I was ready for this. ‘It will be driven by two Diesel motors of four hundred and fifty horse-power, of which the second is kept in reserve. Two dynamos furnish light and electromotive force. Steering is effected by means of this hydraulic apparatus.’ I folded back the plan to display it.

‘You should patent this, brilliant youth!’ Then some action of the cricket game caught my patron’s attention and he let out a mysterious gasp.

‘The machine is built to ascend grades of thirty degrees. Steep hills are very numerous, as you know, in the Sahara. Great speed has not been my aim because the friction of the sand on the wheels will generate tremendous heat, some of which, admittedly, I can convert for a variety of purposes. The ship will travel at about nineteen miles an hour.’

‘So slow!’

‘Faster than a camel, Sir Ranalf! It will carry a hundred and fifty people, including passengers and crew members, two hundred tons of merchandise, oil and water and a supply of fuel sufficient for a journey of ten to twelve thousand miles without replenishment. The vehicle will be more than able to cover the greatest desert surfaces in the world!’ There would be four decks, I explained. The upper deck held the control cabin, the wireless cabin, the cabins of the commander and three officers, two-berth passenger cabins plus four cabins de luxe. On this deck, as I showed on my plans, would be the washrooms, an office, a baggage-room, and a large promenade sheltered by a roof from the sun’s burning rays. The two intermediate decks would contain cabins, the dining-saloon, the kitchen, the reading-room, the smoking-room and more baggage-rooms. I showed him where I had sketched the two derricks, weighing 2,000 pounds each, which could be fitted on either side for the handling of baggage and cargo.
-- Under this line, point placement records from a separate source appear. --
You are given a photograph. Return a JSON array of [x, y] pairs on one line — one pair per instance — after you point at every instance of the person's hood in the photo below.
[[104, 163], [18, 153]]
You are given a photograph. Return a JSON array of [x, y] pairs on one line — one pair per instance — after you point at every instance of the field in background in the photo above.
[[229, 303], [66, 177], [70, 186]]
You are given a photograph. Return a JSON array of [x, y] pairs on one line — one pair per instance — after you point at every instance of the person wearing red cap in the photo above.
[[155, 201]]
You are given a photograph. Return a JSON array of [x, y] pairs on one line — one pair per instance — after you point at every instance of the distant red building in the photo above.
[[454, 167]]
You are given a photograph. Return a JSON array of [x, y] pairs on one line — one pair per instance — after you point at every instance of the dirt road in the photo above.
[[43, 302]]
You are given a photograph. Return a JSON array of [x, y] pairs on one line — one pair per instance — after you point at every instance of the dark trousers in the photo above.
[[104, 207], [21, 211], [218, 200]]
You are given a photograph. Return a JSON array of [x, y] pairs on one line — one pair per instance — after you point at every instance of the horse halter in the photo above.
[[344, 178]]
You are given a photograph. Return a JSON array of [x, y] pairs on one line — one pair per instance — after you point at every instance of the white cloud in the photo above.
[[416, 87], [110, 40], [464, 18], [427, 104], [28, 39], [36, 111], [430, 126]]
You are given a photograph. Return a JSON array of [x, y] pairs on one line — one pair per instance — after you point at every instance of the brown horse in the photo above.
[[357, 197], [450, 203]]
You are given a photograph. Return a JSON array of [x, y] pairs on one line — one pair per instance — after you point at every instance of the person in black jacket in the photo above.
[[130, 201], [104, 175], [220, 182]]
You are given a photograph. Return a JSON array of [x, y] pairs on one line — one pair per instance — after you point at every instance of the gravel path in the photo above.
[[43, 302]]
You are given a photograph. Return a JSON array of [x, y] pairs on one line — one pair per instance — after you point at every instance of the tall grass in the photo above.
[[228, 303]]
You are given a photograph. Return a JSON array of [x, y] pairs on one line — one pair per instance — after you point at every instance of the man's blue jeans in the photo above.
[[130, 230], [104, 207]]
I was particularly pleased with a novel and important feature. My land-ship would have a cooling-room always maintaining artificially low temperatures. Here passengers overcome by the desert heat could rest and recover. The extreme clearness of the desert air allowed the sun’s rays, as we had all grown painfully aware, extraordinarily powerful penetration. Exposure to them was, of course, dangerous, since they penetrated the brain and spinal cord (the practical reason why, I reminded him, Arabs had always worn heavy turbans over heads and necks).